In drug-related processes such as drug discovery, drug side-effect prediction and drug repurposing, the interaction between drugs and targets (proteins) is very important. Drugs effect on targets (proteins) by altering the pharmaceutical functions of targets, such as enzymes, ion channels, G protein-coupled receptors (GPCRs), and nuclear receptors. DTIs analysis requires costly and time-consuming experiments. In this regard, CP-based approaches have been used to narrow down the search space and also reduce the cost and time of experiments.

In this paper, CP based on chemogenomic methods in DTI is used. It was shown that the use of similarity matrices in this application provides the best performance compared to the other methods. Also, we presented that the use of unifying of graph regularized nuclear norm with bilinear factorization can be very effective in predicting DTI. In this paper, the proposed method on four datasets based on three different cross-validation settings is compared with six state-of-the-art methods. The results show a better performance of the proposed method. In general, the superiority of the proposed method can be expressed as follows:

  • There is a trade-off parameter between the loss function and the low-rank regularization as λ in the NNM approach which is induced by the nuclear norm.

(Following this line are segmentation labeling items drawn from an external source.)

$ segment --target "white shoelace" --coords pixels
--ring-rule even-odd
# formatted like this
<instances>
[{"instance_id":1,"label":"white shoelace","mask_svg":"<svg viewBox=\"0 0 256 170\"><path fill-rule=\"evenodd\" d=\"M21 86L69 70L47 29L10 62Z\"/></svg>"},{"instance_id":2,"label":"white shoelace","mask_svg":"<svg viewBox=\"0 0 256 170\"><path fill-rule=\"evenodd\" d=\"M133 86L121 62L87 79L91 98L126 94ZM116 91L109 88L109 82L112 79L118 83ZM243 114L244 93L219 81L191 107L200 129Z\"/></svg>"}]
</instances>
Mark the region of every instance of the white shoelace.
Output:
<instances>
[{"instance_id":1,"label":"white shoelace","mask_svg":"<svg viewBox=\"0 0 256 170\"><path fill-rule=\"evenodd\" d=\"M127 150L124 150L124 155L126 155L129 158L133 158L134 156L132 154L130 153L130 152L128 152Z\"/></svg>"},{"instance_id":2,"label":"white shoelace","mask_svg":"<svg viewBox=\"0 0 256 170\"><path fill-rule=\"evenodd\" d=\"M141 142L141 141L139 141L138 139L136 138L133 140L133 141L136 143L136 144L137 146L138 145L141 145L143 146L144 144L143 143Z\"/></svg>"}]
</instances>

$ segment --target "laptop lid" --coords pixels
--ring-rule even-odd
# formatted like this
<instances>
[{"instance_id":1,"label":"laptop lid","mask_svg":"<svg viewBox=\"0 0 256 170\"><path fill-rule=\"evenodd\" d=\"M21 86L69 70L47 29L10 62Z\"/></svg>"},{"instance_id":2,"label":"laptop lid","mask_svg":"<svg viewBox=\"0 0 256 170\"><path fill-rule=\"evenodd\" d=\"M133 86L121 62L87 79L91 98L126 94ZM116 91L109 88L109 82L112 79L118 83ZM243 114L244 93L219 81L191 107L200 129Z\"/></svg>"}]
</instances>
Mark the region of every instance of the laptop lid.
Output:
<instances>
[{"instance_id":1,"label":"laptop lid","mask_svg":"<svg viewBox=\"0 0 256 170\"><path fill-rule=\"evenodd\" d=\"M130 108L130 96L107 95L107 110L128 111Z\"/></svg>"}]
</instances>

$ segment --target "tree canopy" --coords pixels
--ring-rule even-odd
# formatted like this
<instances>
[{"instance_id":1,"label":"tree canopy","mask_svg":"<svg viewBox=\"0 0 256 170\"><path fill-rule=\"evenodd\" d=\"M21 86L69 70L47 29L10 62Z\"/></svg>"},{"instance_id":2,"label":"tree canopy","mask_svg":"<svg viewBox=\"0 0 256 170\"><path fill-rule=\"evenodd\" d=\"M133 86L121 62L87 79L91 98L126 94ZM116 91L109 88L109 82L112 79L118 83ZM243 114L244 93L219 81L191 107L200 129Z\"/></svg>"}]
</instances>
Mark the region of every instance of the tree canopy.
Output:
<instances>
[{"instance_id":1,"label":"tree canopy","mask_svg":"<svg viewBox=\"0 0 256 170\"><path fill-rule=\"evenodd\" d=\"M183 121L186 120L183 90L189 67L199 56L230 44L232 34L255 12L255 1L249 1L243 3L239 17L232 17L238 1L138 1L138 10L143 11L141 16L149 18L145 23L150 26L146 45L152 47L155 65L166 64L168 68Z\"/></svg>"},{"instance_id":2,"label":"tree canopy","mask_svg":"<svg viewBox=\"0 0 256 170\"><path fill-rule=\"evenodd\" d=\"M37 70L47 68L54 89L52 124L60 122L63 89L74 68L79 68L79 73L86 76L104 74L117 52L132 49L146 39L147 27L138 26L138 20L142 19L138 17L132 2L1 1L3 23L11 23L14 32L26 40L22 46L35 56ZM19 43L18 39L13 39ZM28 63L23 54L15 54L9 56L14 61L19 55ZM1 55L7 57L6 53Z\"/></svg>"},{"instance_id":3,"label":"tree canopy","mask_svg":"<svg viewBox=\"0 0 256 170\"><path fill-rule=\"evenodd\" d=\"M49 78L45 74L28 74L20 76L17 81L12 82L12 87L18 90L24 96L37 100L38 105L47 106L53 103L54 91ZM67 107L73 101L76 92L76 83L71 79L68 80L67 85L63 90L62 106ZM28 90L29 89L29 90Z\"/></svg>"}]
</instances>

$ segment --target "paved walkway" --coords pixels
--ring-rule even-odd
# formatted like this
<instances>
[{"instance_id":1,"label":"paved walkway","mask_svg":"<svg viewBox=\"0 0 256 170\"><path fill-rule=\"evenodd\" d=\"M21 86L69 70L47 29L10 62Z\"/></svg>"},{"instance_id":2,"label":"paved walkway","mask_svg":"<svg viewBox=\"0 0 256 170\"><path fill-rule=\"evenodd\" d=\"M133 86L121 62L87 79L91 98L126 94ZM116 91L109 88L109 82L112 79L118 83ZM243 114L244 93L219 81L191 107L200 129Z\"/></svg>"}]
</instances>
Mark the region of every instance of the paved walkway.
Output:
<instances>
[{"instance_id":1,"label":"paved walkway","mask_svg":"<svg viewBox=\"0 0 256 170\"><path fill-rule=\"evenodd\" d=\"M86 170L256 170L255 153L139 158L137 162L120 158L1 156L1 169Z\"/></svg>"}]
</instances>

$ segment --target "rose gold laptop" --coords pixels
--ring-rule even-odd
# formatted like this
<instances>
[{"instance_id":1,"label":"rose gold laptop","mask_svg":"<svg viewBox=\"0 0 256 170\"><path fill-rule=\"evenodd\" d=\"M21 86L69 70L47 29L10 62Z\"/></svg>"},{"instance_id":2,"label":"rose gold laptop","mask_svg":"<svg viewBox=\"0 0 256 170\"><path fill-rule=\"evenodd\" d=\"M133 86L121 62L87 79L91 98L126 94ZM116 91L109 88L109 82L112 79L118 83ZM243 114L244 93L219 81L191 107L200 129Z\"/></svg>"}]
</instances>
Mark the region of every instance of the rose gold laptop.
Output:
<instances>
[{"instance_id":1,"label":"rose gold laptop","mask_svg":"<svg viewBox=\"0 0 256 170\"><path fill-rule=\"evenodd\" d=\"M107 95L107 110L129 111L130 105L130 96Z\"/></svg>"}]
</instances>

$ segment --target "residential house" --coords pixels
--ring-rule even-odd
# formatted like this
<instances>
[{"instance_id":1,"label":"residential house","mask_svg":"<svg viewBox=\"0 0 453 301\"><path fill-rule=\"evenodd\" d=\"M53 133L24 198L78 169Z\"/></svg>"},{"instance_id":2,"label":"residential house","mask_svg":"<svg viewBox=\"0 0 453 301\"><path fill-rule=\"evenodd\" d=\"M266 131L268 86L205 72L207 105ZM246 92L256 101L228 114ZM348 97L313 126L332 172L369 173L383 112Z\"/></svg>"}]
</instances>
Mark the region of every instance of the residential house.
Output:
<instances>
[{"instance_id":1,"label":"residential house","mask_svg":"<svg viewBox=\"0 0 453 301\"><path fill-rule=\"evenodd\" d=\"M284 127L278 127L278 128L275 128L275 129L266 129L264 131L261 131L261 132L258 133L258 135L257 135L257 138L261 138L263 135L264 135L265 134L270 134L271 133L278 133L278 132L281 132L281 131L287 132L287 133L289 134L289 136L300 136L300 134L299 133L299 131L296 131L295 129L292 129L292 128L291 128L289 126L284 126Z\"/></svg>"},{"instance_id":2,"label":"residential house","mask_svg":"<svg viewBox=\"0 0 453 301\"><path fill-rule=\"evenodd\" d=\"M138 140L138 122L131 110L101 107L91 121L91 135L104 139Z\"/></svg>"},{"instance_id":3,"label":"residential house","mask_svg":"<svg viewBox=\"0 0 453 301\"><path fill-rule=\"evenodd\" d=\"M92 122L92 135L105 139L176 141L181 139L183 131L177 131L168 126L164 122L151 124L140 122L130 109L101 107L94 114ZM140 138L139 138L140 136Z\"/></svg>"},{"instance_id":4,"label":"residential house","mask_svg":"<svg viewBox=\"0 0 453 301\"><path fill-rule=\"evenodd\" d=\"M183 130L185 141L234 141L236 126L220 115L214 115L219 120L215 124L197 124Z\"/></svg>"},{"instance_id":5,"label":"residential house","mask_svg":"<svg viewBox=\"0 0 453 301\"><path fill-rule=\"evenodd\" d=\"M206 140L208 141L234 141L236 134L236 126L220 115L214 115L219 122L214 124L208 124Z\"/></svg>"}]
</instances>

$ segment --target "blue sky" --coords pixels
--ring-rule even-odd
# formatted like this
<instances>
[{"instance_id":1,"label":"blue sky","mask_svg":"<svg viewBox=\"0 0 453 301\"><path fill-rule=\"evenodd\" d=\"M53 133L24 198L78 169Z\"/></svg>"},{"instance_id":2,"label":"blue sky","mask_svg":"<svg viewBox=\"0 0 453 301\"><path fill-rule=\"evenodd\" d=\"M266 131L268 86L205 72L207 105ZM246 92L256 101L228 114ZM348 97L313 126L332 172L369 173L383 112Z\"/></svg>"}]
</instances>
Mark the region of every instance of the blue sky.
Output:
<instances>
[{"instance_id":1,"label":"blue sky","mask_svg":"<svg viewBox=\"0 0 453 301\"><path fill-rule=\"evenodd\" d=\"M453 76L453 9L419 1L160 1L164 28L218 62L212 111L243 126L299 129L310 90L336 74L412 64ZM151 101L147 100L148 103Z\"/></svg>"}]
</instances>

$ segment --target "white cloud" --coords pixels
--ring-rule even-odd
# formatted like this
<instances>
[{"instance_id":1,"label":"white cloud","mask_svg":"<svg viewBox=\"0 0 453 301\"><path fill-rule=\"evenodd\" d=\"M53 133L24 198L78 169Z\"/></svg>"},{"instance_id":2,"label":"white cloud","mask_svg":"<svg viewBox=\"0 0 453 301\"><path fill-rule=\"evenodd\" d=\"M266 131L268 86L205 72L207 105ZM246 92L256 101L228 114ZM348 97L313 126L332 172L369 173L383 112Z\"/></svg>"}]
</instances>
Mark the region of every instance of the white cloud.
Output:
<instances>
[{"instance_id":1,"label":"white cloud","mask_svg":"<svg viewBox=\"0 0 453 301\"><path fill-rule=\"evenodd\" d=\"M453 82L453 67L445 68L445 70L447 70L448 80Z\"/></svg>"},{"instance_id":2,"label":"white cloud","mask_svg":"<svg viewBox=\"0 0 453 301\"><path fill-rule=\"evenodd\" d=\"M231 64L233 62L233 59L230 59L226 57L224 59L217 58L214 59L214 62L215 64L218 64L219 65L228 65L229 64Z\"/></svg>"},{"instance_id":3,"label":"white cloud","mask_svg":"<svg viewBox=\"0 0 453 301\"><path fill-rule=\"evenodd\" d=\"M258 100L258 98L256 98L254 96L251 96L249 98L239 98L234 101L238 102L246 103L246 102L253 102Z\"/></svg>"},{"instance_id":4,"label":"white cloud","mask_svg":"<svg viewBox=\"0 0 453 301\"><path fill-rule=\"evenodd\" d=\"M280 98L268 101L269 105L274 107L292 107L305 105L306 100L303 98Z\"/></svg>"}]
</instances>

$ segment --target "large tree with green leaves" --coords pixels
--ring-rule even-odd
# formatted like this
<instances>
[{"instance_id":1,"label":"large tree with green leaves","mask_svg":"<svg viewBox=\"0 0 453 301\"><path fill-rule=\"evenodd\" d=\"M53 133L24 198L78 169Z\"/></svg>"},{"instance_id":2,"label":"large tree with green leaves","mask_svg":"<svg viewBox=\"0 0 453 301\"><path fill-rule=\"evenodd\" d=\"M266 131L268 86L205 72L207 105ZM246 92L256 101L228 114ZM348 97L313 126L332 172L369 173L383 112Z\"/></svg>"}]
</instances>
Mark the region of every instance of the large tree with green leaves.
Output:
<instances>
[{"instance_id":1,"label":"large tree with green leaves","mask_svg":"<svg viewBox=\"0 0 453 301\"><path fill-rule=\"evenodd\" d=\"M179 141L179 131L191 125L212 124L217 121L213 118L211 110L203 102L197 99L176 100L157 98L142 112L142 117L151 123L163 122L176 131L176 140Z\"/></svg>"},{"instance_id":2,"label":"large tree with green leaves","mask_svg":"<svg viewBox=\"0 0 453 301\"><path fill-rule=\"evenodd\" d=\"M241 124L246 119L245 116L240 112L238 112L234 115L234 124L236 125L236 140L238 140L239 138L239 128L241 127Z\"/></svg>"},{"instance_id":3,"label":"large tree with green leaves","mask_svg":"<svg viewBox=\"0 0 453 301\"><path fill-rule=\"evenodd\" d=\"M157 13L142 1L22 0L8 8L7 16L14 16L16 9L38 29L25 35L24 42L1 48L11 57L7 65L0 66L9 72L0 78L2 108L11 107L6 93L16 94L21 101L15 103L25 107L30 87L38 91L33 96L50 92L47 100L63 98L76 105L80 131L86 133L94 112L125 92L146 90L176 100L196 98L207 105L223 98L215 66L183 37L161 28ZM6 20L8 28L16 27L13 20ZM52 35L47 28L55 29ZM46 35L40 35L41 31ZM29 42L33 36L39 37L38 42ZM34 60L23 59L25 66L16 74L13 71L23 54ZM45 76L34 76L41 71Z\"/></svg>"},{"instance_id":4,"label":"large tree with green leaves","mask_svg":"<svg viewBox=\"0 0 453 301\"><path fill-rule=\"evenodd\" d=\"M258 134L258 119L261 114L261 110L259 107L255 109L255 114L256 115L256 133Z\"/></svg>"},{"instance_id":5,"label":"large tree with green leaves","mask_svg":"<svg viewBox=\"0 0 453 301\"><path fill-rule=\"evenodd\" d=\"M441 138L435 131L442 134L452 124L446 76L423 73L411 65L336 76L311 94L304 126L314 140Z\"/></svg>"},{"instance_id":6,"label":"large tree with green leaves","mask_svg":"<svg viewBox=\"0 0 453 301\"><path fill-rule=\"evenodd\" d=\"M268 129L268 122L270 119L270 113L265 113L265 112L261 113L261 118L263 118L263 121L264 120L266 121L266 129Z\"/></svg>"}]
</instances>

The use of low-rank priors to many applications has been developed by these models where Z (in Eq. (3)) is low rank but its rank is not known a priori. These models also have multiple problems despite their convexity and theoretical guidelines for the choice of λ [9]. First, it is unclear how to impose a certain rank in Z: adjusting λ so Z has a predetermined rank usually produces unpleasant results than imposing it directly in Eq. (3) in many works. Second, it is impossible to obtain the Z factorization in Eq. (7) Causes not use the “kernel trick”. Third, Eq. (7) is a Semidefinite Program (SDP). Off-theshelf SDP optimizers just divide into hundreds of variables, not amenable to the high dimensionality typically found in DTI problems. While many studies improve this issue, they still perform an SVD of Z in each iteration and make them disproportionate for managing dense and large-scale datasets. This paper indicates many nuclear norms regularized problems of the form (7) which can be optimized with a bilinear factorization of Z = UVT by using the variational definition of the nuclear norm. In this paper, a unification of traditional bilinear factorization and nuclear norm approaches under one formulation in DTI applications have been proposed. Based on this result, we can analyze the conditions that both methods are equal and offer the best solution when they are not. This article explains how the proposed method can be used in DTI application. In the reference [9], the method based on nuclear norm regularization has been used. The optimization equations of the proposed method and its solution are expressed differently.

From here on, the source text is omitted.